They live in La Paz and they all have one thing in common: they carry Bolivia in their hearts. In this series of portraits, Thaki Voyage invites you to meet Bolivians, both born and bred, who travel in their own country and share with us their vision, their treasures and a few secrets.
Who are you, Loan? What is your relationship with Bolivia?
Hello! My name is Loan, I’m 23 and I was born in Geneva. I’m passionate about sport in general, cycling, running and hiking in the mountains. I discovered Latin America starting with Argentina and Peru 3 years ago during a 6-month trip, and I immediately wanted to come back. The following year I returned to Peru, where I worked for a while in a café in Cusco. As part of my studies at the School of Tourism in Lausanne, I chose Bolivia to do a work placement with the Thaki Voyage agency. Bolivia is a country I didn’t know very well, but I wanted to discover …
Tell us about your latest trip to Bolivia?
We spent a weekend in Coroico, a village just over 2 hours from La Paz, but at a much lower altitude, so the climate is really pleasant; it’s almost like the Amazon, but less stifling. It’s ideal for a number of activities, there are many hikes to be done in the region, but above all it’s the ideal place to rest, to get away from the hustle and bustle of La Paz for a while. To all travellers planning a trip to Coroico, I recommend the Sol y Luna hotel. It’s an ecolodge, with lots of huts scattered around the jungle, with a magnificent view, several swimming pools and other activities on offer.
What's your favourite thing about Bolivia?
My bike! I was very reluctant to bring it with me from Switzerland, but in the end I don’t regret it at all. It allowed me to discover a lot of places, and in a different way. I’m starting to get to know several nice routes around La Paz, it’s just often a bit difficult to get out of the city with the traffic, and Bolivians don’t necessarily respect cyclists, but you get used to it, and as soon as you get out of the city, the scenery is extraordinary. I’d love to do a trip of a few weeks by bike through Bolivia, for example between the Salar d’Uyuni and South Lipez regions.
And your favourite place to recharge your batteries in La Paz, or anywhere else?
I really like the Lake Titicaca region. I’ve been there several times before, each time to different places, and it’s always super relaxing, and the scenery, with the lake and the snow-capped peaks in the background, is really beautiful. Last time, I cycled there and back, taking small roads and passing through many communities, raising cows and goats and growing potatoes and quinua. I’m planning to go there again soon to visit the Santiago de Okola region. For me, it’s the best place to get away from the hustle and bustle of La Paz.

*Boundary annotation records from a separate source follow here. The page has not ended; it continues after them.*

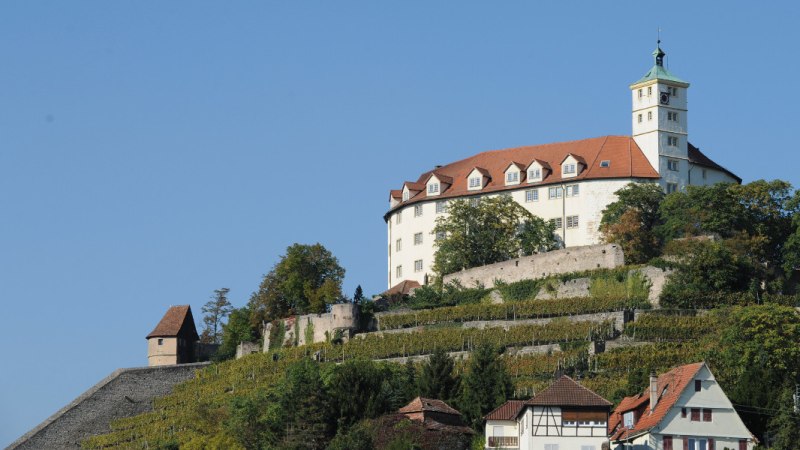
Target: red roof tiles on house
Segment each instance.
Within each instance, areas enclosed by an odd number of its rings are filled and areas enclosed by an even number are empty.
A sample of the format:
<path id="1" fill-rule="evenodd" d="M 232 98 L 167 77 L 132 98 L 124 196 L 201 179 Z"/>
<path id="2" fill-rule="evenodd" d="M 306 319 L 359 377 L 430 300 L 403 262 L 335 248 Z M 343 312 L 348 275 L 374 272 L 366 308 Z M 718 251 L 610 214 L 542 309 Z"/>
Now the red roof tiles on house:
<path id="1" fill-rule="evenodd" d="M 478 153 L 469 158 L 435 169 L 437 174 L 449 176 L 457 180 L 455 184 L 450 186 L 447 190 L 432 197 L 428 197 L 427 192 L 420 192 L 402 204 L 396 205 L 392 210 L 425 200 L 561 183 L 565 180 L 561 178 L 561 171 L 553 171 L 550 169 L 549 174 L 542 174 L 543 176 L 546 175 L 542 181 L 506 186 L 503 173 L 512 162 L 517 162 L 528 167 L 534 160 L 538 160 L 545 168 L 560 166 L 561 161 L 563 161 L 568 154 L 572 154 L 576 158 L 580 158 L 586 162 L 586 168 L 581 171 L 578 176 L 568 178 L 570 182 L 608 178 L 659 178 L 658 173 L 650 165 L 647 157 L 644 156 L 644 153 L 642 153 L 642 150 L 639 149 L 639 146 L 636 145 L 632 137 L 604 136 L 580 141 L 559 142 L 555 144 L 534 145 Z M 610 167 L 601 169 L 601 160 L 610 160 L 612 164 Z M 480 191 L 470 191 L 467 188 L 467 182 L 461 181 L 466 180 L 474 169 L 478 169 L 490 180 Z M 419 177 L 418 182 L 422 183 L 427 180 L 432 172 L 434 171 L 423 173 Z M 422 191 L 422 189 L 420 190 Z M 388 220 L 388 213 L 384 216 L 384 219 Z"/>
<path id="2" fill-rule="evenodd" d="M 525 407 L 524 400 L 509 400 L 487 414 L 486 420 L 516 420 Z"/>
<path id="3" fill-rule="evenodd" d="M 170 306 L 161 321 L 158 322 L 155 329 L 147 335 L 147 339 L 151 337 L 176 337 L 181 333 L 181 330 L 189 333 L 189 337 L 197 339 L 197 328 L 194 326 L 194 317 L 192 316 L 192 308 L 189 305 Z"/>
<path id="4" fill-rule="evenodd" d="M 536 394 L 525 402 L 536 406 L 604 406 L 610 408 L 612 403 L 581 386 L 572 378 L 562 375 L 547 389 Z"/>
<path id="5" fill-rule="evenodd" d="M 622 402 L 620 402 L 619 406 L 614 409 L 611 419 L 608 422 L 608 432 L 609 435 L 611 435 L 611 440 L 616 441 L 638 436 L 658 425 L 669 410 L 672 409 L 675 402 L 680 398 L 681 393 L 694 379 L 695 375 L 704 364 L 705 363 L 702 362 L 687 364 L 685 366 L 676 367 L 660 375 L 656 382 L 656 392 L 659 393 L 660 398 L 658 399 L 658 403 L 656 403 L 655 409 L 650 411 L 650 408 L 647 407 L 639 420 L 630 428 L 624 426 L 621 417 L 626 411 L 641 407 L 642 403 L 645 401 L 649 403 L 649 386 L 644 394 L 639 394 L 634 397 L 625 397 Z M 664 391 L 665 388 L 666 391 Z M 612 424 L 614 425 L 613 428 Z"/>

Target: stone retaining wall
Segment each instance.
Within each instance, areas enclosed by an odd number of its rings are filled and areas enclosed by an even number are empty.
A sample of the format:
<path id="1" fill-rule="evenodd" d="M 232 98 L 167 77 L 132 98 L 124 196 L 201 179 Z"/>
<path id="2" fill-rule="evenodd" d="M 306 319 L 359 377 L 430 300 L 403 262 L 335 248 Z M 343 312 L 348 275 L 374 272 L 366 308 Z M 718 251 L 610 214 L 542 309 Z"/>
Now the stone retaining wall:
<path id="1" fill-rule="evenodd" d="M 7 450 L 79 449 L 82 440 L 110 432 L 111 421 L 152 411 L 155 397 L 169 394 L 208 364 L 117 369 Z"/>

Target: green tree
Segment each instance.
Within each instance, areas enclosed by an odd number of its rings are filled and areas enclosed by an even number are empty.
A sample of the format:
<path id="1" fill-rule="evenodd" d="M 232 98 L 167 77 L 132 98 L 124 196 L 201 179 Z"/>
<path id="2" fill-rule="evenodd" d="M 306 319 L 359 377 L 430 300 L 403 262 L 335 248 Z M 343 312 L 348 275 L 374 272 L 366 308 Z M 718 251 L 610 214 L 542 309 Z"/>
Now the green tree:
<path id="1" fill-rule="evenodd" d="M 240 342 L 258 340 L 258 328 L 250 323 L 250 316 L 250 308 L 247 306 L 231 311 L 228 323 L 222 325 L 222 345 L 217 350 L 215 359 L 231 359 L 236 355 L 236 346 Z"/>
<path id="2" fill-rule="evenodd" d="M 661 248 L 656 229 L 664 191 L 655 183 L 630 183 L 615 192 L 617 200 L 603 210 L 600 232 L 608 243 L 620 245 L 629 263 L 643 263 Z"/>
<path id="3" fill-rule="evenodd" d="M 419 395 L 450 402 L 458 393 L 459 378 L 453 373 L 455 362 L 441 347 L 422 365 L 417 383 Z"/>
<path id="4" fill-rule="evenodd" d="M 230 289 L 215 289 L 211 300 L 203 305 L 203 333 L 200 342 L 205 344 L 220 344 L 222 342 L 222 324 L 226 317 L 233 311 L 231 302 L 228 301 Z"/>
<path id="5" fill-rule="evenodd" d="M 474 429 L 489 411 L 500 406 L 514 392 L 511 376 L 498 351 L 489 343 L 479 344 L 470 356 L 461 378 L 461 413 Z"/>
<path id="6" fill-rule="evenodd" d="M 453 200 L 436 219 L 434 271 L 439 275 L 505 261 L 557 246 L 554 226 L 533 216 L 510 196 L 483 198 L 473 205 Z"/>
<path id="7" fill-rule="evenodd" d="M 250 297 L 252 323 L 325 312 L 328 305 L 342 299 L 344 272 L 339 260 L 321 244 L 291 245 Z"/>

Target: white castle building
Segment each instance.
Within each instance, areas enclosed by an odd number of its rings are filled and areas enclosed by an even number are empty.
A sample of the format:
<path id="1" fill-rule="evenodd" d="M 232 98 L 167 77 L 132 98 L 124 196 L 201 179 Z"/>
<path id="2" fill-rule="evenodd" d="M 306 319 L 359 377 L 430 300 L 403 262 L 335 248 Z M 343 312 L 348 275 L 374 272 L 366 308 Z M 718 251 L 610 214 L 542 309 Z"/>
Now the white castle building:
<path id="1" fill-rule="evenodd" d="M 566 247 L 597 244 L 600 218 L 614 192 L 628 183 L 660 183 L 667 193 L 688 185 L 741 179 L 688 141 L 689 83 L 655 64 L 630 85 L 632 136 L 493 150 L 423 173 L 392 190 L 384 215 L 388 286 L 424 284 L 432 275 L 432 230 L 447 201 L 511 194 L 531 213 L 552 220 Z"/>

What's your favourite culinary speciality here?
I’d say the chocolates, or the coffees, both of very high quality. I come from the land of chocolate, but I prefer Latin American chocolates, which really express the exceptional terroir of the Andean slopes or the Amazon. We can also see that there is more and more know-how, both in cocoa and coffee. Whereas these products used to be exported unprocessed to Europe, today there are more and more chocolate makers, craftsmen, roasters and so on. And, unlike most cocoa and coffee consumed in Europe, most of them are EU-produced, organic and fully traceable.
What's your best memory of your trip to Bolivia?
3 years ago, when I discovered South Lipez on my arrival from Chile, I was of course expecting exceptional landscapes, but it was totally beyond my expectations. It’s very hard to describe these landscapes as they seem to have come out of another world. On top of that, I was travelling alone at the time, but shortly before the visit to South Lipez I’d met some other super-friendly travellers, and the excursion, already extraordinary in itself, accompanied by this great group of friends, really made the moment very special. I dream of returning to this region and having a little more time to explore it.
Finally: a book, music album or artist to recommend to future travellers?
Although there are many traditional music groups in Bolivia, I would have to say Savia Andina, one of the most important in the country. It was probably this group that introduced me to the charango, a typical Andean instrument, a sort of small guitar with plucked strings and a unique sound, which I love. Savia Andina also use other typical Andean instruments such as the quena and the most famous Andean instrument, the siku. Among my favourite songs from the group are ‘Verbenita’ and ‘El Minero’. Some typical music, such as the Peruvian chicha, is slowly beginning to make a name for itself, and I think Bolivian music deserves to do so too.